Norfolk County Council is obliged to buy homes that are directly affected by the route – under a mechanism known as a “blight notice”. It can also pay for others less directly affected – if certain criteria is met –under something called a “discretionary purchase”.

So far, two homes have been bought under “blight” notices, while negotiations for a third property are underway. The only approach under the discretionary scheme so far has been from Clive and Pat Marshall, whose application was turned down by councillors, as it did not meet the criteria.

Their four-bedroom home, complete with seven lawns and an adjoining paddock, on the outskirts of Rackheath, is around 100 metres from the planned route. The property, which they have run as a bed and breakfast, went on the market in 2012 for £450,000. The only offer since then was for £307,000.

Mrs Marshall, 75, said: “They accepted all the other criteria
like health but we failed on the noise level. The estimated noise level was not going to be loud enough.

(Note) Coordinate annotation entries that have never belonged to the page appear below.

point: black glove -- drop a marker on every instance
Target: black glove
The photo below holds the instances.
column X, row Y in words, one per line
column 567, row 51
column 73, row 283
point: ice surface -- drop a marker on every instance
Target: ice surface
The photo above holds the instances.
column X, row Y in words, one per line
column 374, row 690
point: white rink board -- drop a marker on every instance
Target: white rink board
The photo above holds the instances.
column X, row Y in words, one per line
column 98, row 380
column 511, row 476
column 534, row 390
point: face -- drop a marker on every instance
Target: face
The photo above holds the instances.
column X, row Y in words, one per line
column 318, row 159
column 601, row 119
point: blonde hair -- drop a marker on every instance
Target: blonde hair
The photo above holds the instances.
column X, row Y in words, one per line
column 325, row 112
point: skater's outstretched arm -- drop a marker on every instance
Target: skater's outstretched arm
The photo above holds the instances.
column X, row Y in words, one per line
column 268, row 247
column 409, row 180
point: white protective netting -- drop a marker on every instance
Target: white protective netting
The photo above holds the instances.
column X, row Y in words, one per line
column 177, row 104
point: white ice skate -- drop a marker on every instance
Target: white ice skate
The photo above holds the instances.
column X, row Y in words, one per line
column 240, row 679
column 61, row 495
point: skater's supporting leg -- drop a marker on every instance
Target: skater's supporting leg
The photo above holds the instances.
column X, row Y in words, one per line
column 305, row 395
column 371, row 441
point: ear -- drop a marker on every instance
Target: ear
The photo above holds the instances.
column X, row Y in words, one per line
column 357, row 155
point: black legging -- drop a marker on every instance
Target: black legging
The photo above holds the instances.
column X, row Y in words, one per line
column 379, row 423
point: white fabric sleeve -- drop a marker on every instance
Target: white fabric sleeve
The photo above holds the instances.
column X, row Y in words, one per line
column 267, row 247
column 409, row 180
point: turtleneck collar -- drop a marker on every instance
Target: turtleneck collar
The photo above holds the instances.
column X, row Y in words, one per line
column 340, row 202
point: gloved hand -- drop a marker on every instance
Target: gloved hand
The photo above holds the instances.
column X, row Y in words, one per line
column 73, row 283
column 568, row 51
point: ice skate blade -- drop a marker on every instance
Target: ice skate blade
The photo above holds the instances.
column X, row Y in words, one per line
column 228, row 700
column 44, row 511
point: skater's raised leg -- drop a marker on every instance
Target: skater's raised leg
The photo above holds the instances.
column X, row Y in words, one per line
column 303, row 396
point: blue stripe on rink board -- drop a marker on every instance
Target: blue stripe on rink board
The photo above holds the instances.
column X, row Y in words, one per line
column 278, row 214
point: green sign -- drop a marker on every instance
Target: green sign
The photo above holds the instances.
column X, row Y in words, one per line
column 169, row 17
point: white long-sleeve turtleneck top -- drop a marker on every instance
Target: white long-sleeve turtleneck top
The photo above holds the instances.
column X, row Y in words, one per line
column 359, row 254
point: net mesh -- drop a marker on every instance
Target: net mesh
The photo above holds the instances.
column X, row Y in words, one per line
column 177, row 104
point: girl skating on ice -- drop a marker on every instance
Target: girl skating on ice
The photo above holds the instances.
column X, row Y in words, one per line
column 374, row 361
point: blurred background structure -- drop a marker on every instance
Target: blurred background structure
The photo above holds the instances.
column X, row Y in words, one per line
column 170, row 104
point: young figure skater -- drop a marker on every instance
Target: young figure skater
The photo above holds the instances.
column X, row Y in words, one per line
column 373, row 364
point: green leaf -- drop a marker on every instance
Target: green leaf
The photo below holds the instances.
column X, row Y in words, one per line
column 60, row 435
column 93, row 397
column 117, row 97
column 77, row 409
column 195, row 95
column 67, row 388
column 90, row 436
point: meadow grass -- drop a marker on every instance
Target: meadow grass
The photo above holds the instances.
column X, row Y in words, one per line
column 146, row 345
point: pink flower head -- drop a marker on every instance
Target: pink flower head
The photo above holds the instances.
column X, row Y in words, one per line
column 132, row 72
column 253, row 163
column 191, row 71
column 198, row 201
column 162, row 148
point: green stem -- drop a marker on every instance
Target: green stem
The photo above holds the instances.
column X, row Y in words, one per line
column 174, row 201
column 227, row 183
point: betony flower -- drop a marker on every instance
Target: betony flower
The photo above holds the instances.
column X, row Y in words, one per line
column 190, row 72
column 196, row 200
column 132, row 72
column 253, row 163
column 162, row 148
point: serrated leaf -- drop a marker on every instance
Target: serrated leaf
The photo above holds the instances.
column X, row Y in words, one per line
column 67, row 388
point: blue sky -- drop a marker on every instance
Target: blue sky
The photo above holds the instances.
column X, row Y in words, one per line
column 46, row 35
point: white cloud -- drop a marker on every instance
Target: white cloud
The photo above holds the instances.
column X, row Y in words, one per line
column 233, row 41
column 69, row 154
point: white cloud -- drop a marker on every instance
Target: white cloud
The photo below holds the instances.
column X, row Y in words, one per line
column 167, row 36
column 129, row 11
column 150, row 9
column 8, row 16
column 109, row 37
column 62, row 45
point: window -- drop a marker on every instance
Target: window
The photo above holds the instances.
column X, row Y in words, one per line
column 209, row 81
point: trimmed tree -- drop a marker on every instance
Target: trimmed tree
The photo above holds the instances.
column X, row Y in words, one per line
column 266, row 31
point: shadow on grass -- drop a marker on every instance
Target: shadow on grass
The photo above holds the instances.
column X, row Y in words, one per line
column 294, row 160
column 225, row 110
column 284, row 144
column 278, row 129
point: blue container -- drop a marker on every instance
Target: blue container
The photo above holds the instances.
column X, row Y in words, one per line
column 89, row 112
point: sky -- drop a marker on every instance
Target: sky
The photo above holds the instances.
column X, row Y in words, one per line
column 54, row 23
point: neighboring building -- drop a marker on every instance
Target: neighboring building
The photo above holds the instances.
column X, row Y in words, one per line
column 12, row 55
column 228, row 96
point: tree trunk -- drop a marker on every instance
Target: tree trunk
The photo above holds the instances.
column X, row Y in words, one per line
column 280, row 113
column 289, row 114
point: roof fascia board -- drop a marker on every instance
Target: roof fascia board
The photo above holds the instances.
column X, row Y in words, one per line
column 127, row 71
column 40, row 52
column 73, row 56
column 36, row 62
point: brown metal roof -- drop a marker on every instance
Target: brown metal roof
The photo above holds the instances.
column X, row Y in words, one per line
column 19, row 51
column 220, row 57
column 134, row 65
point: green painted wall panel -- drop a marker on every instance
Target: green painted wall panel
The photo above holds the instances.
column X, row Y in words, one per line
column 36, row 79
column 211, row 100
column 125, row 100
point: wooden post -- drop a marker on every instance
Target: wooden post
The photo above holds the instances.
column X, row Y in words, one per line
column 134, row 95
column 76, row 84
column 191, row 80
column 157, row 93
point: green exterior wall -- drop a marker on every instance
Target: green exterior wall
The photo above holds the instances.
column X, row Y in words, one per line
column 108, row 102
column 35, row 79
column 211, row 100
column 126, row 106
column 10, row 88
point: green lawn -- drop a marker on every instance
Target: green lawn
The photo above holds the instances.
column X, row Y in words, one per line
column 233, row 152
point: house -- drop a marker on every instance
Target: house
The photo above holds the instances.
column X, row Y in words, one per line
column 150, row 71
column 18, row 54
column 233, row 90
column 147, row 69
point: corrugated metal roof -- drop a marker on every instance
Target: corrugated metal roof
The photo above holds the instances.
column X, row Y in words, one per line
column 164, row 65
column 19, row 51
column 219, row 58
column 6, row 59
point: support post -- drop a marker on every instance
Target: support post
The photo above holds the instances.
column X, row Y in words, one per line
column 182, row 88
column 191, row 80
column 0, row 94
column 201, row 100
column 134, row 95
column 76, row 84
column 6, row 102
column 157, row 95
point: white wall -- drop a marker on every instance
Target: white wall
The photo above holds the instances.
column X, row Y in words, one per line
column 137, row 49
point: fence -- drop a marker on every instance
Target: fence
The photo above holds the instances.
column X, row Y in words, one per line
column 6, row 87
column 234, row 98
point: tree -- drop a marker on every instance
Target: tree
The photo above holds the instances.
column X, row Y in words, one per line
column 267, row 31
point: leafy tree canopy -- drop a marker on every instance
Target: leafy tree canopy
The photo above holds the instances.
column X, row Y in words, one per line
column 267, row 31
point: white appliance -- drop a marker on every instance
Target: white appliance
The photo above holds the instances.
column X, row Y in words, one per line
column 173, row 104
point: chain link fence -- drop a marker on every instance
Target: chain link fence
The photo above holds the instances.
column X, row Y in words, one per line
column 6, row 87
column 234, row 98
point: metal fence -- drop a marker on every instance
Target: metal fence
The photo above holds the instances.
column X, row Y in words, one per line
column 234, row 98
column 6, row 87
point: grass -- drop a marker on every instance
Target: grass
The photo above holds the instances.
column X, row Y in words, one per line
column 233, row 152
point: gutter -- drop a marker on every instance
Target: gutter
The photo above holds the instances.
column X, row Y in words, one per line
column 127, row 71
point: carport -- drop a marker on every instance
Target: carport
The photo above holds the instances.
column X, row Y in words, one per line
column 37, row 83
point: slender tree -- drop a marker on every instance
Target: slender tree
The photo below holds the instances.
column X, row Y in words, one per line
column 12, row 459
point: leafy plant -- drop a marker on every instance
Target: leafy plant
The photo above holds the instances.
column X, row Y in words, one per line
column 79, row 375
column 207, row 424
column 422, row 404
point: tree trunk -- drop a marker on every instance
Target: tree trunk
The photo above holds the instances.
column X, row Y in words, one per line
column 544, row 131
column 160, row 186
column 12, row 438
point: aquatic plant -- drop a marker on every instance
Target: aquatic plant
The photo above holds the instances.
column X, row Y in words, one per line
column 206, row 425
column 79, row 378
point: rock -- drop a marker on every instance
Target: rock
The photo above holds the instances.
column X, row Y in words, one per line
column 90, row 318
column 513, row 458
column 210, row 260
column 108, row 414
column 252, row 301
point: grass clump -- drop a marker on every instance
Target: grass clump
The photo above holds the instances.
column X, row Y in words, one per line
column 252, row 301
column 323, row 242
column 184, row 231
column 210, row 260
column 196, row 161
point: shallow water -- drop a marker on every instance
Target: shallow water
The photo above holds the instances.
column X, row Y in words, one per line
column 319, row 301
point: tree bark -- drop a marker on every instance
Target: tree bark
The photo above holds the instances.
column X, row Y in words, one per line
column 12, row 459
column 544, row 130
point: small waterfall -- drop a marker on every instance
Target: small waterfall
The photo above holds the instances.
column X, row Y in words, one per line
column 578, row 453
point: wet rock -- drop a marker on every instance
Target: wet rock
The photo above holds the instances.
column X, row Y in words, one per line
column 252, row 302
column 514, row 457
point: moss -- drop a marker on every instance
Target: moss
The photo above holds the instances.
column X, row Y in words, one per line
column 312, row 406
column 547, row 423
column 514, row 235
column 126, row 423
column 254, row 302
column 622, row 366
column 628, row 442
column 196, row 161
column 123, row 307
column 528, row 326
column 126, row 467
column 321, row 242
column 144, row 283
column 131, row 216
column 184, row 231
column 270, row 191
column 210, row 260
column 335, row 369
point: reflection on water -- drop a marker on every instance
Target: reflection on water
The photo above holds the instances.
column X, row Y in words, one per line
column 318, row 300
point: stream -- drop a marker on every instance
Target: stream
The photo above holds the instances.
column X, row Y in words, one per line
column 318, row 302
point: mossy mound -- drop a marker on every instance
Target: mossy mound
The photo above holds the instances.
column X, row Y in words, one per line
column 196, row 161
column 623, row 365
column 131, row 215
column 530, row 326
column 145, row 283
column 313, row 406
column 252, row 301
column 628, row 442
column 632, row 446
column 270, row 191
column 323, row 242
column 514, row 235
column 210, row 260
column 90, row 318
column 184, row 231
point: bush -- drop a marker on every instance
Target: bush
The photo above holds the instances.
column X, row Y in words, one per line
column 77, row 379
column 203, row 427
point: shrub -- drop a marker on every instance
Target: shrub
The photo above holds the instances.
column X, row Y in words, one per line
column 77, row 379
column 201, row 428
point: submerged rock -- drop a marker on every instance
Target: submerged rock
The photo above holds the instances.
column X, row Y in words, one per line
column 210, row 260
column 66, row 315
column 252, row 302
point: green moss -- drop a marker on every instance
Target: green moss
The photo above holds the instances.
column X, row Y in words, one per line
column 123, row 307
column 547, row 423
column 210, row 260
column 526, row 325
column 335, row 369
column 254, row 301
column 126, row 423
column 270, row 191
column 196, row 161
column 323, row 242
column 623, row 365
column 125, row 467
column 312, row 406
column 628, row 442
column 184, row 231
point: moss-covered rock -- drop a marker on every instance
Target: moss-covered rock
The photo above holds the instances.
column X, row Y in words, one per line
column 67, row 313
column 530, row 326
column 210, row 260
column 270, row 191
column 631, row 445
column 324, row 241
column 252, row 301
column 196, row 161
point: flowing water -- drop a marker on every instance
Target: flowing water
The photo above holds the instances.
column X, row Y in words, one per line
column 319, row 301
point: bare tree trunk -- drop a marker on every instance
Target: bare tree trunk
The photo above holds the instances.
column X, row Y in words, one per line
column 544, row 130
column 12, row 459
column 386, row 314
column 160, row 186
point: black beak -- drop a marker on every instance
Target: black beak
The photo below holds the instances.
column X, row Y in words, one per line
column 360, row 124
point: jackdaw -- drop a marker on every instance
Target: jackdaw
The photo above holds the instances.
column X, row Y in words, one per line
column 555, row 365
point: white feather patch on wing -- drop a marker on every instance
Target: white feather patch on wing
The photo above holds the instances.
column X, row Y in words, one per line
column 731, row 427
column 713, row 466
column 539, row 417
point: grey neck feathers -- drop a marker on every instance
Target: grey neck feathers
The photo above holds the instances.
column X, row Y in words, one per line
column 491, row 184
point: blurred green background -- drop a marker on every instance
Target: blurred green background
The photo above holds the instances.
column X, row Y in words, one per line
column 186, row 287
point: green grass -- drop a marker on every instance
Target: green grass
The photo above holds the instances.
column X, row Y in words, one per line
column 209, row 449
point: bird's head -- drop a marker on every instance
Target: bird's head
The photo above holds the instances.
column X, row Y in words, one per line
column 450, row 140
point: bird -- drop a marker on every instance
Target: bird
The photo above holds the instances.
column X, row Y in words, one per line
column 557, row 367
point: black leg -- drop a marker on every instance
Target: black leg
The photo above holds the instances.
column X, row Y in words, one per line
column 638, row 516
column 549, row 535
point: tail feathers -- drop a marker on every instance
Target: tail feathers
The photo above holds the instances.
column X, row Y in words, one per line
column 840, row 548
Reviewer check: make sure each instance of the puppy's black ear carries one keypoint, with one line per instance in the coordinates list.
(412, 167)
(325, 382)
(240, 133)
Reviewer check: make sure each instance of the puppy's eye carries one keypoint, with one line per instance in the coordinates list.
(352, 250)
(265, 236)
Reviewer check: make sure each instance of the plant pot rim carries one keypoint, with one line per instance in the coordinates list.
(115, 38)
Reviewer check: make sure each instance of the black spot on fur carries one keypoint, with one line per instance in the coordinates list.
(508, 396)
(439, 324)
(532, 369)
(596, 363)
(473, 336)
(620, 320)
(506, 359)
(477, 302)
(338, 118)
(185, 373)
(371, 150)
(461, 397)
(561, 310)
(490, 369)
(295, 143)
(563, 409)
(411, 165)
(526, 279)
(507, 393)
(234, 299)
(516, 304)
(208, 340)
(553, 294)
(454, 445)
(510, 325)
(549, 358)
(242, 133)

“It’s not that we don’t like
living here and we aren’t moving because of the road, we just can’t keep up with all the land and we just want something simple,” she added.

Mr Marshall, 76, said: “We can’t keep living like this – we both have health issues and are ageing. We are worried, our family is worried.”

Broadland MP Keith Simpson said that he had “every sympathy” with the Marshalls and urged them to get in touch.

Ray Smith, surveyor and partner at Watsons surveyors, said that their case was not isolated, adding: “This is generally what happens when you got a major road being developed through a section of the countryside.”

However, estate agents around the city said they hadn’t experienced any similar cases – with some claiming the proposed road could make selling a home easier.

Norfolk County Council insisted that they were looking at other avenues to help the couple.

John Birchall, a spokesman, said: “We are not unsympathetic and have asked them to keep us informed of any developments in case we are able to help the sale of the property go through. We are still looking to see what can be done to ensure that they can sell their property for an acceptable price.”


Norfolk County Council want to build the 12-mile road from the A47 at Postwick in the east of the city to the A1067 Fakenham Road to the north-west.

The council says it will improve journey times, stop rat-running and congestion and bring an economic boost.

The £148.5m project was given ‘Programme Entry’ status by the Department for Transport in December 2009.

It is currently going through the planning process and will be examined in detail by the Planning Inspectorate before a recommendation is made to the Secretary of State.